Vice Governor of Romblon
- In office June 30, 2013 – June 30, 2019
- Governor: Eduardo Firmalo

Personal details
- Born: Jose Ruado Riano July 28, 1967 (age 58) Romblon, Romblon, Philippines
- Party: PFP (2024–present)
- Other political affiliations: PDP–Laban (2018–2024) Liberal (2012–2018)
- Spouse: Annabelle C. Riano
- Children: 3
- Alma mater: Philippine College of Criminology
- Occupation: Businessman, Politician
- Nickname: Otik

= Jose Riano =

Filipino politician (born 1967)

Jose Ruado Riano (born July 28, 1967) is a Filipino politician from the Province of Romblon in the Philippines.

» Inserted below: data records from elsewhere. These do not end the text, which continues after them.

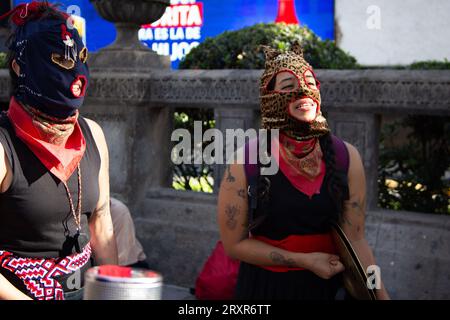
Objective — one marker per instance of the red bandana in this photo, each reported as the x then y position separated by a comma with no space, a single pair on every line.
59,159
301,162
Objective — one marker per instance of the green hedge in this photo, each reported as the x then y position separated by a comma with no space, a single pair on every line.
239,49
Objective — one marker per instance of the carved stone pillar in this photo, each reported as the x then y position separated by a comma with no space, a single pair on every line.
127,53
362,131
138,135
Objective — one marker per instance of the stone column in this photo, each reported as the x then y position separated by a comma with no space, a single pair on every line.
231,118
361,130
137,134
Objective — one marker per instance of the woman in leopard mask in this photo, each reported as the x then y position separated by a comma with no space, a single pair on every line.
289,252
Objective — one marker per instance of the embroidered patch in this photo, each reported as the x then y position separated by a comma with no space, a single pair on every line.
63,62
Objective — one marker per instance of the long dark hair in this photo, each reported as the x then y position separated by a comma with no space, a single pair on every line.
336,180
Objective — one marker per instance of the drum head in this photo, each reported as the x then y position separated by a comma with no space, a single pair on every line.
354,276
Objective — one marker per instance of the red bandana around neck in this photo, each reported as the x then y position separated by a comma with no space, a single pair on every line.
61,159
301,162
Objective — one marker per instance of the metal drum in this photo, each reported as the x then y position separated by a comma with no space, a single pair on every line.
122,283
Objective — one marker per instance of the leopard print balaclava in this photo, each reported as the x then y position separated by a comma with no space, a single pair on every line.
274,104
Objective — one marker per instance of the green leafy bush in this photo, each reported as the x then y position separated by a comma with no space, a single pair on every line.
412,176
239,49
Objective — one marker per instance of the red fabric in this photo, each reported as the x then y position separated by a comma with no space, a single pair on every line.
59,160
115,271
296,174
300,243
217,280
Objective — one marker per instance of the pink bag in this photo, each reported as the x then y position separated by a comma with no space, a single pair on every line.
217,280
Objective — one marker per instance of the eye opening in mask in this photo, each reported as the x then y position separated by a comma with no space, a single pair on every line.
76,90
61,61
84,54
307,75
287,85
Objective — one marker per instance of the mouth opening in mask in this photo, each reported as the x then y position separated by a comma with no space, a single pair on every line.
304,109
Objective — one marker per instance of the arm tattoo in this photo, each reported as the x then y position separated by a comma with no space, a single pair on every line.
230,177
357,206
231,211
279,259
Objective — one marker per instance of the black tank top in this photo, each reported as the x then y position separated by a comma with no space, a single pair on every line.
35,216
291,212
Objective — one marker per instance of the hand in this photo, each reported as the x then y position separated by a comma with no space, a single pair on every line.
324,265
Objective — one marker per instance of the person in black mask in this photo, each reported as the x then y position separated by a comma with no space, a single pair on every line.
55,218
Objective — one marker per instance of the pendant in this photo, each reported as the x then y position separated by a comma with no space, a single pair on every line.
81,239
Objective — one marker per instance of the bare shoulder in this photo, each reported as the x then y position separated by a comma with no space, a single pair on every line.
98,135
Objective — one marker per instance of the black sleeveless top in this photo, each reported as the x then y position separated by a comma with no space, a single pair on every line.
35,216
291,212
286,212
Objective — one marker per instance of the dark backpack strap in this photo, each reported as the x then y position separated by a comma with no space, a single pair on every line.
342,162
252,176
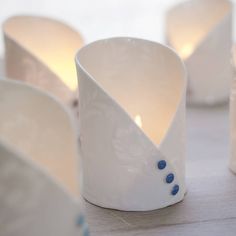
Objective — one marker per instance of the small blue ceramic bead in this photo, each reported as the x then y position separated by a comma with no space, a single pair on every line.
161,164
86,232
170,178
80,220
175,189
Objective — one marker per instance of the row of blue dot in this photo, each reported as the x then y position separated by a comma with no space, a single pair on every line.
169,178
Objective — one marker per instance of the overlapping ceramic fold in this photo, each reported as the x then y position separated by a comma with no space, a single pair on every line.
38,165
41,51
201,32
119,79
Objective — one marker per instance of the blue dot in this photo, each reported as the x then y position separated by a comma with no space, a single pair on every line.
170,178
161,164
86,232
175,190
80,220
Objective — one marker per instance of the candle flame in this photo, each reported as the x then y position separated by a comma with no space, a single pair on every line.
186,50
138,121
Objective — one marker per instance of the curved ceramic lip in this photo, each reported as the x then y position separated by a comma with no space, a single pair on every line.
210,31
77,60
32,164
42,18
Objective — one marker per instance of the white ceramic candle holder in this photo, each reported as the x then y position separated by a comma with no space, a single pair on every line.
201,32
233,115
41,51
132,124
38,165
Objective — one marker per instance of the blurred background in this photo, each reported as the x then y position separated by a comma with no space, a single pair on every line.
97,19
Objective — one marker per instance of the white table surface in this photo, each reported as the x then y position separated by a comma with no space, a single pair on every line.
209,207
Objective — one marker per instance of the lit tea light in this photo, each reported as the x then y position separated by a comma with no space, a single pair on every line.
116,154
41,51
197,29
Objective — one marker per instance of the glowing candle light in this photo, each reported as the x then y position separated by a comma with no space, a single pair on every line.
41,51
197,29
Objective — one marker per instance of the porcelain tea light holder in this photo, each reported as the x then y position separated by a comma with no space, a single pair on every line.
38,165
232,164
41,51
132,124
201,33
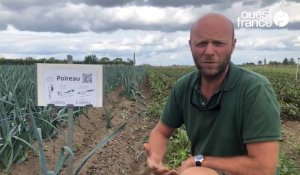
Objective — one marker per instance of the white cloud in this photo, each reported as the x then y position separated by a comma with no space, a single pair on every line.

He has served as the Governor of Romblon from 2019 to 2025. He previously served as the province's vice governor from 2013 to 2019.

== Political career ==
Jose Riano served as Vice Governor of Romblon for two terms from 2013 until 2019, under Governor Eduardo Firmalo. He is the only unopposed Vice Governor in the 2016 election and the first Vice Governor to be elected as Governor. He was also appointed by President Rodrigo Duterte as the chairman of Regional Development Council-MIMAROPA in October 2019. Riano was re-elected in the 2022 and won over his rival, former Governor Eduardo Firmalo.